(GROS SPOILERS)
Daniel Montovani, écrivain mondialement reconnu, reçoit le Prix Nobel de littérature : nous sommes dans un film. À cette occasion, faisant fi des usages, il refuse les courbettes devant les têtes couronnées et délivre un discours moral fabuleusement juste où il illustre l'ironie de remercier pour un prix qui signe la fin de sa carrière.
Cette introduction puissante est un exemple de la démagogie millimétrée avec laquelle le personnage-star a été écrit. On s'accapare très vite ce fort caractère et ses magnifiques valeurs où se mêle respect et justesse, mais j'en ressors avec le puissant goût doux-amer d'une fantasmagorie. Un Nobel ne peut pas jouir d'une marge telle en société qu'il peut se permettre de refaçonner le monde autour de lui. En tout cas, ça ne peut pas faire l'objet d'un film entier de cette façon.
On découvre à la fin que tout le film est en fait le récit du nouveau livre de l'écrivain, devenu histoire dans l'histoire. Le fait qu'on vive en fait un roman, et non un film, est supposé justifier le côté "fantasme social" du scénario. Sauf qu'on nous met le doute : les réalisateurs veulent qu'on remette en cause la Vérité et qu'on ne voie le film qu'en tant qu'interprétation. C'est beau car cela nous fait hésiter entre applaudir ou s'agacer de s'être fait avoir. Mais selon moi, c'est de la prestidigitation malvenue, un tour de passe-passe en trop dans un film qui se casse la baraque tout seul.
Le précédent paragraphe m'a été inspiré par les dernières images du film. Reprenons donc dans l'ordre.
Daniel Montovani, écrivain mondialement reconnu, a reçu le Prix Nobel de littérature cinq ans auparavant : nous sommes dans un LIVRE. Invité dans sa ville natale argentine, Salas, il est amené à annuler tous les prestigieux rendez-vous qui remplacent son activité d'écrivain depuis cinq années. Arrivé à Salas, il redécouvre le monde simple qui l'a vu naître et dont il s'est déshabitué pendant 40 ans.
Pour nous qui avons vu cet homme devant un immense public à Stockholm, le court-métrage monté par la télé locale en hommage à sa vie est une farce, mais lui le découvre avec émotion, car c'est un homme aux principes féroces, un roc face à n'importe quelle adversité, qui ne craint pas de s'attendrir avec le retour à ses origines. Mais les choses ont changé autour de lui.

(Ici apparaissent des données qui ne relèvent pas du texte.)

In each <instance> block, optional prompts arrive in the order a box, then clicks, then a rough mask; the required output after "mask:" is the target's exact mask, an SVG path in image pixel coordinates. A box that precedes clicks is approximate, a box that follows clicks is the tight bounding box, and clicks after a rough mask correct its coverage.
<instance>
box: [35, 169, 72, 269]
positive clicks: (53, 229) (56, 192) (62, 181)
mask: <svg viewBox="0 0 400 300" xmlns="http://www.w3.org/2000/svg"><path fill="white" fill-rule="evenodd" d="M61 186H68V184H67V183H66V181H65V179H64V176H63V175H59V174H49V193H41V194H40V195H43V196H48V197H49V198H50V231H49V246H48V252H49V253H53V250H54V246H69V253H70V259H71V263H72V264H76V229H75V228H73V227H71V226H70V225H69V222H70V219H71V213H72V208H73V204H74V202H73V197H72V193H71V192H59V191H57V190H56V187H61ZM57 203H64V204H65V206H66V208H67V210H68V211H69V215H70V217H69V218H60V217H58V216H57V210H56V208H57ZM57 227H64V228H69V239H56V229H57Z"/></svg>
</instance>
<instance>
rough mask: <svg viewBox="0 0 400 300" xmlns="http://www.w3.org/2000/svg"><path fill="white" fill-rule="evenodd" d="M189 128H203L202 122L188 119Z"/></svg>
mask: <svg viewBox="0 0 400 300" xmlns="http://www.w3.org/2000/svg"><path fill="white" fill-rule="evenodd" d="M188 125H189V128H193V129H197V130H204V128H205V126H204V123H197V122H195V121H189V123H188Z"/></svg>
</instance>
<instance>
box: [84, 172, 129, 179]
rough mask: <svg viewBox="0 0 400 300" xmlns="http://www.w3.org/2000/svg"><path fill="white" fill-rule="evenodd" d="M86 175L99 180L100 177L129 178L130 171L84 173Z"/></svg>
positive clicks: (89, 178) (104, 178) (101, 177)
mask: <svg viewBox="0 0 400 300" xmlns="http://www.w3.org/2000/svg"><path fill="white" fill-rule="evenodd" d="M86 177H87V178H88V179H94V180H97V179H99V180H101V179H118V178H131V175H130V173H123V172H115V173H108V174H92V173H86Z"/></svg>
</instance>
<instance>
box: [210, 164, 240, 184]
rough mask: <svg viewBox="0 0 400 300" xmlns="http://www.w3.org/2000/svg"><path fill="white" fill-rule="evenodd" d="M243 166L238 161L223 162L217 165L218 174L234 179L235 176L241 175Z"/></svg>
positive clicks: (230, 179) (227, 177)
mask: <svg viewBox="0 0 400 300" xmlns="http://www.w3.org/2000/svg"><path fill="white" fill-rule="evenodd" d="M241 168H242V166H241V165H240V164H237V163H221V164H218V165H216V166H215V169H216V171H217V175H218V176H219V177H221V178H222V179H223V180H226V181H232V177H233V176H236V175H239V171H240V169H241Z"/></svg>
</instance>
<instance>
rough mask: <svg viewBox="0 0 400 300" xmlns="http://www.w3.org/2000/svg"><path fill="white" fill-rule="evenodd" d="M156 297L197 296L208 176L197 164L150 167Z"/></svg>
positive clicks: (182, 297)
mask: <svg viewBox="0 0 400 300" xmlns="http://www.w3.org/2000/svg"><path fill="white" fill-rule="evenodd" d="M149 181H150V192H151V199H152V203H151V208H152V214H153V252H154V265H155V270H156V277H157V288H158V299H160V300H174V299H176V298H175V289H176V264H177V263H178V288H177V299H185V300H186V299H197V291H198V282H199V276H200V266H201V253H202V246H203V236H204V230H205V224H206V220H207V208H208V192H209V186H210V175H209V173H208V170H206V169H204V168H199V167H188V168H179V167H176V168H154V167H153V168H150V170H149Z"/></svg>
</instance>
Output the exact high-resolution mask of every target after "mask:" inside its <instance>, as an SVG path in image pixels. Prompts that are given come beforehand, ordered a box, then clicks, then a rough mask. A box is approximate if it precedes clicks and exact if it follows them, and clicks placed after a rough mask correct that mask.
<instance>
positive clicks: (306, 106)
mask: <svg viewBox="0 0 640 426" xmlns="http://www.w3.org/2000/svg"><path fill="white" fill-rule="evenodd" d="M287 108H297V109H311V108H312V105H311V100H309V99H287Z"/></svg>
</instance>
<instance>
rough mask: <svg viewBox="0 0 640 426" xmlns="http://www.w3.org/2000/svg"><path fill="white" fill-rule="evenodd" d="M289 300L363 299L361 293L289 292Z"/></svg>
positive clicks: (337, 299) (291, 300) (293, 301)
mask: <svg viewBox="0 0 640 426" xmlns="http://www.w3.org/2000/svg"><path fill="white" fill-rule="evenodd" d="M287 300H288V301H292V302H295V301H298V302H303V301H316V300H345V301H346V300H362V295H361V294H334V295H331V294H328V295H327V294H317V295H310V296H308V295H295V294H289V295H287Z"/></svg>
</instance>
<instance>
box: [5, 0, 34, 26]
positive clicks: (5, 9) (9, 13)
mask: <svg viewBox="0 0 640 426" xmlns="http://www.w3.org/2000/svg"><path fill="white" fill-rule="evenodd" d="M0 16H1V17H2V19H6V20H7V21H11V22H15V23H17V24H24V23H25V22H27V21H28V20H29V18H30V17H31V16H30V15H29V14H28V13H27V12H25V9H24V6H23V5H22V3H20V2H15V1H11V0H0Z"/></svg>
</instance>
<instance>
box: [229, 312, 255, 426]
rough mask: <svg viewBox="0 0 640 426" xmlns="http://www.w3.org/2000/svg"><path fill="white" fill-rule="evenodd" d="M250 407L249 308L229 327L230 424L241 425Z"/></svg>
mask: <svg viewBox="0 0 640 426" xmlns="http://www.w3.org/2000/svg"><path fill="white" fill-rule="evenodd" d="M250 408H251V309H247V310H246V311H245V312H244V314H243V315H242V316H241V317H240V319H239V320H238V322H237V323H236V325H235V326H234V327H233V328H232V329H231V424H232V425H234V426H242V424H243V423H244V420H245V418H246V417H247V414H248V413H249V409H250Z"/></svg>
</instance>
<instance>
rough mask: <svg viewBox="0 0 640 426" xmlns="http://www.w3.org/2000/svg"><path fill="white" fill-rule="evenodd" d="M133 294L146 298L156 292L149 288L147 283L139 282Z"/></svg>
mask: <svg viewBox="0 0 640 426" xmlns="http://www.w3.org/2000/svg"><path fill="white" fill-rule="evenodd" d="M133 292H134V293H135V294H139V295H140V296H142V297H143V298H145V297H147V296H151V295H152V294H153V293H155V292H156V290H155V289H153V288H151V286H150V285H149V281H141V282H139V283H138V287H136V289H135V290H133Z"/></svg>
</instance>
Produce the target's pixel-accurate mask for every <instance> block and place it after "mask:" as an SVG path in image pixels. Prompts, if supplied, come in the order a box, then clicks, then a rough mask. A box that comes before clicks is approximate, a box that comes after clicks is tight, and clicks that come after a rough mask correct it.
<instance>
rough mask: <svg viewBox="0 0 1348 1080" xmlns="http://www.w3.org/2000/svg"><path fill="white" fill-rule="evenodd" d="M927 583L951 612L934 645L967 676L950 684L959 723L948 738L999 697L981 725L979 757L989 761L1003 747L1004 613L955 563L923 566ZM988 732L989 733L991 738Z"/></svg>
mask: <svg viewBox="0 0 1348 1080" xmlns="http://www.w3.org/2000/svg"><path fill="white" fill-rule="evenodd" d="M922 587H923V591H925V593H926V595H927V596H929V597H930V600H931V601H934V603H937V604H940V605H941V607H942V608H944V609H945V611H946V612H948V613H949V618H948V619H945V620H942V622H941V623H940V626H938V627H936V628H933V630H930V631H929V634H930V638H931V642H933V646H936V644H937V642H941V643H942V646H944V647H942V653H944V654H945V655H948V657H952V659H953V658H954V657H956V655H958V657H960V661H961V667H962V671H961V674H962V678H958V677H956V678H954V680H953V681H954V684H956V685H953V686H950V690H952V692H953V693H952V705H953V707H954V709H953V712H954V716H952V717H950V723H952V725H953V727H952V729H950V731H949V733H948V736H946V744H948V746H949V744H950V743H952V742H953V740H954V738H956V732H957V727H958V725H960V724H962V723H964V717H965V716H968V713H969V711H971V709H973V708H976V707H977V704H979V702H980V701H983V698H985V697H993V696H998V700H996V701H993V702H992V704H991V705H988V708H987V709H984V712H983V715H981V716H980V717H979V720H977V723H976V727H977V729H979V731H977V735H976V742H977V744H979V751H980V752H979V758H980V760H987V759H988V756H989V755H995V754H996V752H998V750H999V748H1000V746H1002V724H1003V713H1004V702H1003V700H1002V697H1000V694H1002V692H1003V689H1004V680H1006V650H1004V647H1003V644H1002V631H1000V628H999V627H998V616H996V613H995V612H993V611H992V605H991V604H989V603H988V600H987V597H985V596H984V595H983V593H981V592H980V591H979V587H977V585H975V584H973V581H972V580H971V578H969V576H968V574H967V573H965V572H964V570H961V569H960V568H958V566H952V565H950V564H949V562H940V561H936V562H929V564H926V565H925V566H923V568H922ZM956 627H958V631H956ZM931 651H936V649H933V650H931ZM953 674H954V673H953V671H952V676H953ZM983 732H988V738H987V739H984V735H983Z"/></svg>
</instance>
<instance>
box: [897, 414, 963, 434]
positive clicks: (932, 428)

Le film est un bijou quand il passe l'écrivain à la moulinette de Salas. Sa répartie éclabousse les simples gens avec une forme de beauté oscillant entre amoralité et immoralité. Est-ce cynique de traiter des Argentins traditionalistes au travers des vertus européennes modernes ? Est-ce de l'abus de pouvoir de sa part de prétendre les éduquer ? Est-il en tort quand il met sa magnifique rhétorique au service d'une joute verbale qui tient plus de l'écrasage d'insecte sous sa semelle ?
Les questions que le film soulève sont infinies. Souvent, on aura l'impression d'être le seul refuge de l'écrivain, pris entre l'émotion de revenir chez lui et l'hostilité des gens qui l'ont hypocritement et piètrement intronisé « citoyen d'honneur de Salas ». On a envie de lui dire qu'on est là, qu'il n'est pas un traître à sa patrie contrairement à ce que lui dit le sentiment qui monte en lui, alimenté par les faux-semblants et la superficialité de ses concitoyens.
C'est d'autant plus douloureux quand, de notre statut de spectateur moralisateur (au sens que c'est à nous que l'on réserve la tâche de rétablir, en notre for intérieur, la juste reconnaissance des mérites), nous devenons celui qui est trahi. L'œuvre, en révélant à la toute fin qu'il ne s'agissait que d'une histoire dans l'histoire, révèle qu'à tout moment elle était supérieure à nous et que le rôle qu'on se donnait n'était qu'illusion.
Coup de maître ? Sans doute. Suis-je de mauvaise foi si j'en veux au film de Cohn et Duprat pour son instrumentalisation du spectateur ? Oui, car leur grandiose trahison est blessante, ce qui, en un sens, est une preuve de plus que le film m'est réellement supérieur. Mais ça sous-entend que j'en suis indigne aussi. Et j'ai du mal à tolérer qu'on réussît à me faire tant apprécier un film tout en m'empêchant de faire amende honorable devant tant de maîtrise. Je n'ai jamais donné de 8/10 de plus mauvaise grâce.